Conditional expectation is the expected value of a random variable after some information is known.

The most important form for regression is:

\[E[Y \mid X=x]\]

This means:

the expected value of $Y$ among observations where $X=x$.

Interpretation

Ordinary expected value answers:

\[E[Y]\]

what is the average value of $Y$ overall?

Conditional expectation answers:

\[E[Y \mid X=x]\]

what is the average value of $Y$ among cases where the input value is $x$?

Discrete Formula

If $Y$ is discrete:

\[E[Y \mid X=x] = \sum_y y P(Y=y \mid X=x)\]

This is an average of possible $Y$ values, weighted by their conditional probabilities.

Regression Function

The function:

\[m(x) = E[Y \mid X=x]\]

is called the regression function or conditional mean function.

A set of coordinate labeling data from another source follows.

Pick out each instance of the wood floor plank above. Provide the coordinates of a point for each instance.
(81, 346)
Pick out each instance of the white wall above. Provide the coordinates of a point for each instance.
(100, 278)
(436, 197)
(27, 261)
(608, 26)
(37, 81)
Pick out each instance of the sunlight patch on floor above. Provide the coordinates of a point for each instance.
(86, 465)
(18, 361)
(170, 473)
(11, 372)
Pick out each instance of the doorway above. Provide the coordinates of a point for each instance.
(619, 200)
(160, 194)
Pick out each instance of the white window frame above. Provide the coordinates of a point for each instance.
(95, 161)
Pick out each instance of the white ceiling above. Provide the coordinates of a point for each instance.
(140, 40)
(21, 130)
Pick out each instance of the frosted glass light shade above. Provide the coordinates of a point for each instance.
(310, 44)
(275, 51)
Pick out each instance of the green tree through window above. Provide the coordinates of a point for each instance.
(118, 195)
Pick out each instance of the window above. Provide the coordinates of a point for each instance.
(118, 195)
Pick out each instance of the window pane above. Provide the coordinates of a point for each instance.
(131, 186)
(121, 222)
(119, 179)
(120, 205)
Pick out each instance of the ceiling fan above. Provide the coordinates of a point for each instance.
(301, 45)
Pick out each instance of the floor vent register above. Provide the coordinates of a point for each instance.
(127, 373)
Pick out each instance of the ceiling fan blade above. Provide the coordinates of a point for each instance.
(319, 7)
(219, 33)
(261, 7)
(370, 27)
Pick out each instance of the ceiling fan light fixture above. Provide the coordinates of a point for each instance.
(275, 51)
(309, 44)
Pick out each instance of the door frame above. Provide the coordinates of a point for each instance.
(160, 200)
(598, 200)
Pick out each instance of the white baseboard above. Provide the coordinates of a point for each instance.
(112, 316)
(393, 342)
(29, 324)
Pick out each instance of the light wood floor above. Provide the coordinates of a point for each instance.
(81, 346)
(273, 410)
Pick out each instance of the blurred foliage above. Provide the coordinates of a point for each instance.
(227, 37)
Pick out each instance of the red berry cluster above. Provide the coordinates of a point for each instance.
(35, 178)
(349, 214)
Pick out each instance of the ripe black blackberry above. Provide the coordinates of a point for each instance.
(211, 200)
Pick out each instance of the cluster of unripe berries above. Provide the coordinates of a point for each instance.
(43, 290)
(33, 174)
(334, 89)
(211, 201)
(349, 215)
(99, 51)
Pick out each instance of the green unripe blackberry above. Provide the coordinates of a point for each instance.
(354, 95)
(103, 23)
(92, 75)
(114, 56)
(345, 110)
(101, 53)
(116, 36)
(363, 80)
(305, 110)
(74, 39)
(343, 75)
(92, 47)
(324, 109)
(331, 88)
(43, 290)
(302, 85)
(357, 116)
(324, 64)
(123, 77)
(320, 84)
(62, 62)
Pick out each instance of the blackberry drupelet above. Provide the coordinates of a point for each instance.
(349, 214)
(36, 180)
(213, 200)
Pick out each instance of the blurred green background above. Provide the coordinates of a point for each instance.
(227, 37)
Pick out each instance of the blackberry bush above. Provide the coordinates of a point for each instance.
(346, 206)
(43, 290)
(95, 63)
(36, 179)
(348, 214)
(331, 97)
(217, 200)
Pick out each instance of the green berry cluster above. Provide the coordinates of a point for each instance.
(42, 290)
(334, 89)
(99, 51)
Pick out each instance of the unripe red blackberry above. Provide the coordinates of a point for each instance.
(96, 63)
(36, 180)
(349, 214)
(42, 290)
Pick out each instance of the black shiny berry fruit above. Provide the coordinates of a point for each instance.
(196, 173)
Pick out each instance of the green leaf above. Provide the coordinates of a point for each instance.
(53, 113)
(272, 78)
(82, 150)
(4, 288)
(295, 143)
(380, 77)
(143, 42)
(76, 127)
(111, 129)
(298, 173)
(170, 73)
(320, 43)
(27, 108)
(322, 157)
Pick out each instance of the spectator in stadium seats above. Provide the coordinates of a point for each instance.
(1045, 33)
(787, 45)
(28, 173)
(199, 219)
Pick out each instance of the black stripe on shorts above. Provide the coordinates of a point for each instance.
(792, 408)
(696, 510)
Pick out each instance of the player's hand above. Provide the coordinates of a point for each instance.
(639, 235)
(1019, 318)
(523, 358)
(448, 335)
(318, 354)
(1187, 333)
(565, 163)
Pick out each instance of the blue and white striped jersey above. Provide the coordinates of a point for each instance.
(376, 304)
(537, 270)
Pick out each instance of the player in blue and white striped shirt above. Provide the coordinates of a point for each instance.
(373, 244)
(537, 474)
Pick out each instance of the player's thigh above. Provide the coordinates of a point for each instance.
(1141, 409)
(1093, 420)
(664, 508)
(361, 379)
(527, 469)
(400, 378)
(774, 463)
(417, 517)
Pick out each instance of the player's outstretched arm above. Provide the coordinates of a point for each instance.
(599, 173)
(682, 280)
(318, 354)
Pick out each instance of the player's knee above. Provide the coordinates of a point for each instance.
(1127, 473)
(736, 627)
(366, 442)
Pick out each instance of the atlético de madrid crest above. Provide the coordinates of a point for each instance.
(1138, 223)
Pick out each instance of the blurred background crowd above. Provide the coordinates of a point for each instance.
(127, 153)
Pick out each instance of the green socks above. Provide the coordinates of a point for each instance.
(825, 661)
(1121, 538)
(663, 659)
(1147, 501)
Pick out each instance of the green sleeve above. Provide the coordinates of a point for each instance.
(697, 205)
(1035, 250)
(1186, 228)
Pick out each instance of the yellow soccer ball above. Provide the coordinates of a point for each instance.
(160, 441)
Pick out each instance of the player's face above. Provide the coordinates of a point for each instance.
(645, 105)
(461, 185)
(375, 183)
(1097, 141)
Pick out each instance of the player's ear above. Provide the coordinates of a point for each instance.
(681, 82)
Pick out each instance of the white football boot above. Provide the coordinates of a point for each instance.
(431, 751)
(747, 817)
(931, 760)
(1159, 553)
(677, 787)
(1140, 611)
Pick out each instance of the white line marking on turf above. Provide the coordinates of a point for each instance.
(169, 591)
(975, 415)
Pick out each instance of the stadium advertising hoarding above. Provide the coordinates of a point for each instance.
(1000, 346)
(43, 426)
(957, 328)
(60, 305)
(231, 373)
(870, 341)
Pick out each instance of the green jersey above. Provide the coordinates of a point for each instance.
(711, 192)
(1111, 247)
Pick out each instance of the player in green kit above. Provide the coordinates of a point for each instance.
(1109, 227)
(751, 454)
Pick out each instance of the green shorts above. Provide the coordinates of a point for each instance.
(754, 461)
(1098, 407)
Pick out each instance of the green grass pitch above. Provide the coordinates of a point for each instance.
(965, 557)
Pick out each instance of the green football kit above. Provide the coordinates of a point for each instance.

A regression model tries to estimate this function from data:

\[\hat m(x) \approx E[Y \mid X=x]\]

Basket Size Example

Let:

  • $X$ = current observed basket size.
  • $Y$ = final basket size.

Then:

\[E[Y \mid X=3]\]

means:

the expected final basket size, given that the current basket has 3 observed items.

A simple estimator is:

\[\hat m(3) = \frac{1}{|S_3|}\sum_{i \in S_3}Y_i\]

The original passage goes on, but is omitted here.